A council planning to auction an LS Lowry painting to help balance its books may be excluded from the Museums Association, its chief has said.
A Riverbank was bought in 1951 by Bury Council in Greater Manchester for £175, but could now fetch up to £500,000.
Mark Taylor, director of the Museums Association, described the sale as "deeply irresponsible" and said it faced disciplinary action.
The authority said it was putting its people before a picture.
The painting has been removed from display at Bury Museum and Art Gallery to prepare it for sale at Christie's on 17 November.
"It really is deeply irresponsible of Bury to start flogging off some of their pictures," said Mr Taylor.
"Museums are very much about people's identity and of course Lowry was one of the great artists of North West England.
"It's really important the children, and people of all ages who go there, understand about the history of Bury and for them just simply to sell this picture for short term reasons, future generations will never see it and the picture may well leave the country."
Mr Taylor told BBC Radio 4's Today programme that he still hoped to convince the council to keep the artwork.
But he said disciplinary proceedings had been set up should the sale go ahead and expulsion was one of the options open to the panel.
"If that happens we will encourage governments and public funding bodies to refuse to deal or give any money to Bury museums," he said.
But Bury Council leader Wayne Campbell told the BBC the association's statement showed "a level of ignorance unsurpassed in the debate".
He said the association had never had to make "the real decisions faced by a poorly funded public authority, anxious to ensure its spending was directed to vulnerable children, as Bury had to face in 2005/06".
"They don't live in the real world," said Mr Campbell.

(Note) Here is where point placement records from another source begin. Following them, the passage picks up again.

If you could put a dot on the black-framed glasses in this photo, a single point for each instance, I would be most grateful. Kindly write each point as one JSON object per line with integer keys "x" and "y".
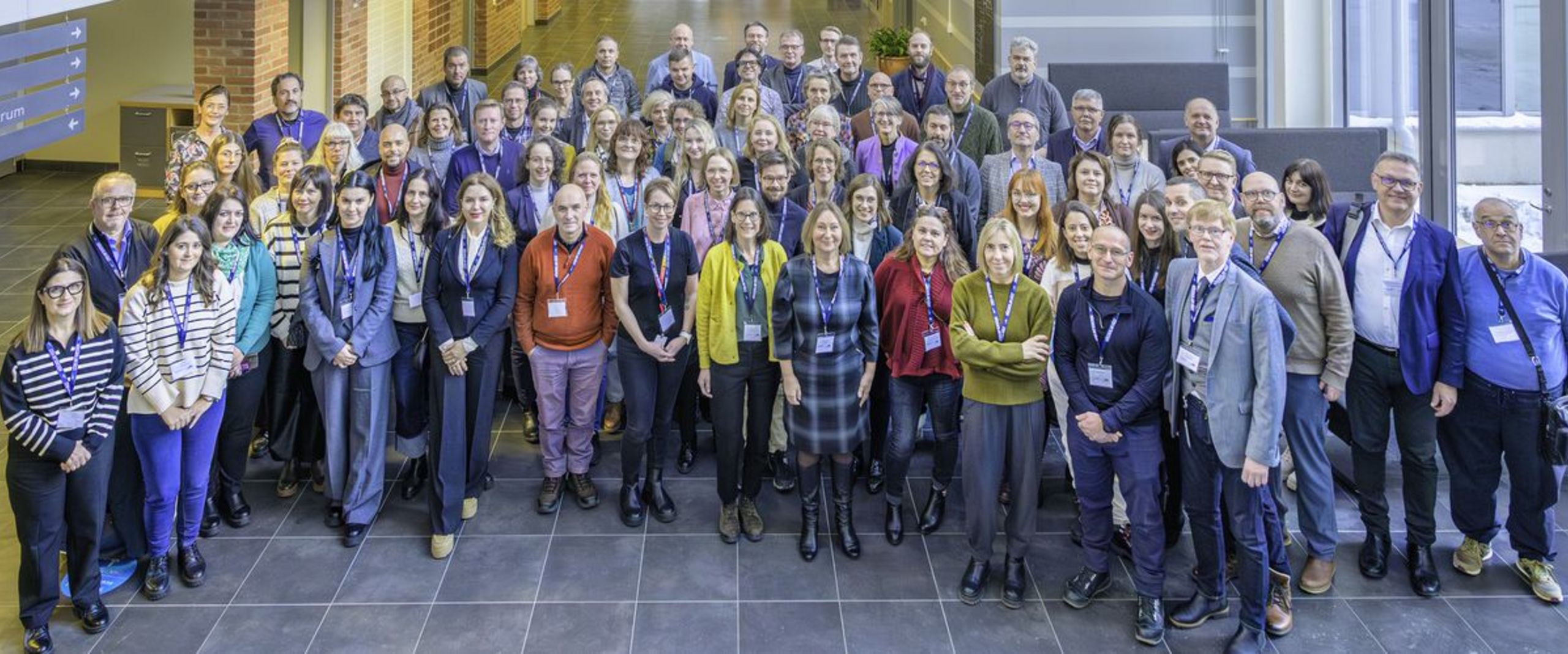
{"x": 54, "y": 292}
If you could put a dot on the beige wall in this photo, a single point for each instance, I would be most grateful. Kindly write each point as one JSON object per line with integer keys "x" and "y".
{"x": 132, "y": 46}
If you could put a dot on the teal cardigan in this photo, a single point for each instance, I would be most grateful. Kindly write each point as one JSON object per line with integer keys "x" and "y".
{"x": 256, "y": 303}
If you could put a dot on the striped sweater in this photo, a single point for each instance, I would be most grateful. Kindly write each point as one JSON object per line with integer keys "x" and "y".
{"x": 154, "y": 353}
{"x": 32, "y": 396}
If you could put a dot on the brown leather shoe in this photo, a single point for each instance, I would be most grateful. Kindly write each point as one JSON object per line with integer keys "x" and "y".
{"x": 1317, "y": 576}
{"x": 1278, "y": 618}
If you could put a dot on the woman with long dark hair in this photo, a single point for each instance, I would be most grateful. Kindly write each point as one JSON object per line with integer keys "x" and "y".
{"x": 60, "y": 392}
{"x": 345, "y": 303}
{"x": 178, "y": 324}
{"x": 244, "y": 262}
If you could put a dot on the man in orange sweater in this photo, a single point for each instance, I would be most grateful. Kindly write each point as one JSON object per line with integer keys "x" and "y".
{"x": 565, "y": 322}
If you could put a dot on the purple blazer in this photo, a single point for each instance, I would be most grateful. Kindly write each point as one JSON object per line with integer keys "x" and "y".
{"x": 867, "y": 158}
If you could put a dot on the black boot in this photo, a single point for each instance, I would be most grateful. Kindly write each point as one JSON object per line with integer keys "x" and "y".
{"x": 656, "y": 498}
{"x": 810, "y": 510}
{"x": 209, "y": 520}
{"x": 844, "y": 509}
{"x": 935, "y": 506}
{"x": 632, "y": 509}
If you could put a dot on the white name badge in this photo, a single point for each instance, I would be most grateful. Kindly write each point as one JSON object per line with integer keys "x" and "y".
{"x": 183, "y": 368}
{"x": 69, "y": 419}
{"x": 1099, "y": 375}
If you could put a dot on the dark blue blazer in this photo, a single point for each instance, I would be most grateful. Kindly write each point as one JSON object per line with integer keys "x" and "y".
{"x": 466, "y": 162}
{"x": 1062, "y": 148}
{"x": 935, "y": 90}
{"x": 494, "y": 289}
{"x": 1431, "y": 311}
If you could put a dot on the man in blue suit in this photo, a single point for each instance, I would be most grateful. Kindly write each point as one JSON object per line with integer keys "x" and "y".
{"x": 1404, "y": 279}
{"x": 1227, "y": 402}
{"x": 1203, "y": 132}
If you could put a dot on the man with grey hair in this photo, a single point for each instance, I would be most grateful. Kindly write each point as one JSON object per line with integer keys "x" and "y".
{"x": 1088, "y": 115}
{"x": 1024, "y": 87}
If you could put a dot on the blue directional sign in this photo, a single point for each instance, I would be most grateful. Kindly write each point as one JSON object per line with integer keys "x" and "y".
{"x": 23, "y": 44}
{"x": 20, "y": 110}
{"x": 41, "y": 134}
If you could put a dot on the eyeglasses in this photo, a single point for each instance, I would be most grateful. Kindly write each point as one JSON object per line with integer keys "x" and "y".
{"x": 1506, "y": 226}
{"x": 1402, "y": 184}
{"x": 54, "y": 292}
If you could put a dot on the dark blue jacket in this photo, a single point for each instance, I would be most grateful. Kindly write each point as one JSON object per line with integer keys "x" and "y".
{"x": 1431, "y": 311}
{"x": 1137, "y": 353}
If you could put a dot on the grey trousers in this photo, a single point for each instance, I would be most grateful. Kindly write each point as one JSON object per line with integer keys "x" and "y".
{"x": 1001, "y": 443}
{"x": 356, "y": 405}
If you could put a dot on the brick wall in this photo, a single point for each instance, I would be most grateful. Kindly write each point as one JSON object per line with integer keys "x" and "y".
{"x": 240, "y": 44}
{"x": 350, "y": 27}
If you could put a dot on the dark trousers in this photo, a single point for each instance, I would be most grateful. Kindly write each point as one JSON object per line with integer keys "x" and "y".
{"x": 234, "y": 435}
{"x": 744, "y": 392}
{"x": 1491, "y": 424}
{"x": 1001, "y": 443}
{"x": 127, "y": 490}
{"x": 57, "y": 510}
{"x": 1136, "y": 463}
{"x": 911, "y": 396}
{"x": 1205, "y": 482}
{"x": 460, "y": 444}
{"x": 295, "y": 417}
{"x": 412, "y": 383}
{"x": 650, "y": 406}
{"x": 1376, "y": 388}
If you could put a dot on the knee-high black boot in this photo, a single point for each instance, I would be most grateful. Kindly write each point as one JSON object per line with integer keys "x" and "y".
{"x": 844, "y": 509}
{"x": 810, "y": 509}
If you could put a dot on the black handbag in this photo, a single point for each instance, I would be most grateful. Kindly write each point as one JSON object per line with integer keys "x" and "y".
{"x": 1555, "y": 411}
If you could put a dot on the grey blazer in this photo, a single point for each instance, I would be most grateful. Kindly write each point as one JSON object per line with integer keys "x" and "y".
{"x": 995, "y": 176}
{"x": 1247, "y": 378}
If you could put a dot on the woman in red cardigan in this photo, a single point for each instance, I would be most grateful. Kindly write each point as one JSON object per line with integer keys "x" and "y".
{"x": 916, "y": 289}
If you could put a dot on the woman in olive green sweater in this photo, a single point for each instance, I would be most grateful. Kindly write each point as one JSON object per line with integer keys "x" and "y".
{"x": 1001, "y": 333}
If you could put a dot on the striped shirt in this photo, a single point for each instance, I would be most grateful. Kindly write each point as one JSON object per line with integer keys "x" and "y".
{"x": 164, "y": 372}
{"x": 286, "y": 242}
{"x": 34, "y": 394}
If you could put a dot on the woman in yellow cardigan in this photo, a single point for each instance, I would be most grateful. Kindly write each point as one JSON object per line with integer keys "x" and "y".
{"x": 734, "y": 339}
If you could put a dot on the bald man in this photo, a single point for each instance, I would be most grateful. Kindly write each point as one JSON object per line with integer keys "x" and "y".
{"x": 1203, "y": 131}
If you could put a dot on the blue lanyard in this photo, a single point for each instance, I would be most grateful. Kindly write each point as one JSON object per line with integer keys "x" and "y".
{"x": 1284, "y": 226}
{"x": 69, "y": 382}
{"x": 1196, "y": 303}
{"x": 181, "y": 319}
{"x": 466, "y": 267}
{"x": 827, "y": 310}
{"x": 556, "y": 262}
{"x": 662, "y": 270}
{"x": 1001, "y": 321}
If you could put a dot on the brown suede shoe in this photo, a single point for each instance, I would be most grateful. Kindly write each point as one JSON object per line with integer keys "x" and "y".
{"x": 1317, "y": 576}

"Here in Bury we have decided that people come before a picture, and that can only be right.
"I am really glad this group doesn't run our social services."
'Lack of funding'
Only one authority, Derbyshire County Council, has been expelled since the association was founded in 1889.
As a result, the authority "spent a number of years in the wilderness and suffered considerably from a lack of support and funding", Mr Taylor said.
The Museums Association is a professional body which looks after the interests of museums, galleries and their employees.
LS Lowry is most famous for his matchstick men and industrial landscapes, based largely on Manchester and Salford.